On June 21, a Saddle Lake family held a memorial celebration of healing for survivors of Indian residential schools. The day was a blend of Christian and Indigenous ways of worship.
Hosted by the Large family, the memorial was meant to promote the healing needed to bring peace for residential school survivors, as well as the friends and families of individuals who went to residential schools.
It was also a day to acknowledge the hardships endured by residential school survivors, said Florence Large, who hosted the memorial along with her husband, Frank Large.
Frank, a residential school survivor himself, said his older siblings, Victoria and Gordon, also went to the Blue Quills Residential School over a decade prior and died while they were wards - something he said the family only found out last year.

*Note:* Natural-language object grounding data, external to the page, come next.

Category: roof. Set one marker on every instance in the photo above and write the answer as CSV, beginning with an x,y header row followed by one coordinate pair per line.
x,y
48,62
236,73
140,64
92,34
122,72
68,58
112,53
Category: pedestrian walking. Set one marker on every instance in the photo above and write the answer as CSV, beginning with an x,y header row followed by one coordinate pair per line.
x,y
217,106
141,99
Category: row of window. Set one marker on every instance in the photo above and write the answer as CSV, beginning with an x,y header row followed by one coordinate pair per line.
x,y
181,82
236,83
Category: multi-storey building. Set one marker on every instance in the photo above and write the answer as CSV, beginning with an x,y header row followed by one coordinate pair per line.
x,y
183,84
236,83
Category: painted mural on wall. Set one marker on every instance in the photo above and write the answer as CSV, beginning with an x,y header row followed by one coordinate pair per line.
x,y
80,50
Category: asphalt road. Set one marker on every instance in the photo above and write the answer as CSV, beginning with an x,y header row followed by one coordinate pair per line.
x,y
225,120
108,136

Records provided by the Diocese of St. Paul to the Acimowin Opaspiw Society, a Saddle Lake-based group researching and documenting missing children in unmarked burials, indicate Victoria died from bovine tuberculosis, according to Frank.
He said he felt a lot of hurt when he heard the news about his older siblings. He could only recall some memories with them, because they left when he was still very young.

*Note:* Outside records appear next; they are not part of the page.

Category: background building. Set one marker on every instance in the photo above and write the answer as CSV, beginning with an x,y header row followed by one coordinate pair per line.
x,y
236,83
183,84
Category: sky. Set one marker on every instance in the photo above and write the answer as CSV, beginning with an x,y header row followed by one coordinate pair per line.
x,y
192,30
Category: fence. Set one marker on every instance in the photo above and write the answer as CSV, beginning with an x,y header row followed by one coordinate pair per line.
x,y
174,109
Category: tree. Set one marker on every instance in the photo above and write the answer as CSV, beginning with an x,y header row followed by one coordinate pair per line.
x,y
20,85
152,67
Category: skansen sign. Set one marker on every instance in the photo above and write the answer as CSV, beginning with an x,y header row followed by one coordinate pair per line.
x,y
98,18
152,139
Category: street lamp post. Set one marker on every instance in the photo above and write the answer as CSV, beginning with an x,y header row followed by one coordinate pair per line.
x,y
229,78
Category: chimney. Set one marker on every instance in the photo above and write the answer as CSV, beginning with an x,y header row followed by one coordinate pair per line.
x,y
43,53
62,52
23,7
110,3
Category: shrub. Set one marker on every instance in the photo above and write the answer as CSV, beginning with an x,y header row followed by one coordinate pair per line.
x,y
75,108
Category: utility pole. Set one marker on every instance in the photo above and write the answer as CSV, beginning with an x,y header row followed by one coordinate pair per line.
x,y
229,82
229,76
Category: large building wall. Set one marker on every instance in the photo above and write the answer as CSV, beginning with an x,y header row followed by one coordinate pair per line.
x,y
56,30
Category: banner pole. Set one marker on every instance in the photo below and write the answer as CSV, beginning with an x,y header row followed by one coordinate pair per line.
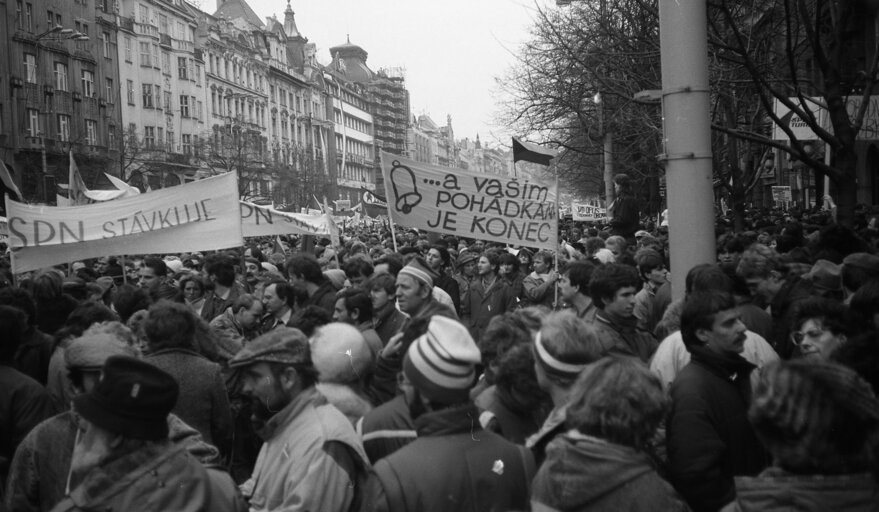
x,y
555,169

He has an aunt in her 90s who could remember his siblings, and even she was not sure what happened to them at the time. Only that, “All of a sudden, they were gone,” said Frank.
The day was also a gathering of relatives and friends to honour Victoria and Gordon.
“Today was a day of letting them go,” said Frank, but to also show to others that despite the hurt, reconciliation is possible. “We’re in a stage of reconciliation where we need to say... ‘It happened... I’ll take the necessary steps to find the healing I need and carry on’.”
He hopes the memorial will serve as an example for others on their path to healing.
Florence agreed.
“Today’s gathering is to show how reconciliation can happen,” she said. And for her and Frank, they did that by having the memorial be a blend of Christian and Indigenous traditions. She said they are strong Catholics.
There is still a lot of hurt, said Florence, but she places her faith in God, that reconciliation can be found.
This does not mean that she condones what happened in residential schools, “however, we need to... bring awareness,” she said.
While there many wrongs that happened to the Indigenous people in Canada’s history, she said for the people of today, “This is not your guilt to carry.”
Florence believes an understanding of history is necessary to achieve reconciliation. And reconciliation, for her, means everyone getting along.
“It’s choosing to be kind to everyone and accepting that life goes on regardless of all the hurts that will not get resolved here on this earth.”
Bishop Gary Franken of the Diocese of St. Paul was also present during the memorial. “Reconciliation is the only way we can have healthy, good relationships,” said the bishop.
“There are some relationships in the world that are more strained or more filled with more hurt than others. And the need for reconciliation between Indigenous and non-Indigenous people is very real, given our history.”
Franken said the day was also an opportunity for him to simply be present, and to be with people as they find healing and closure.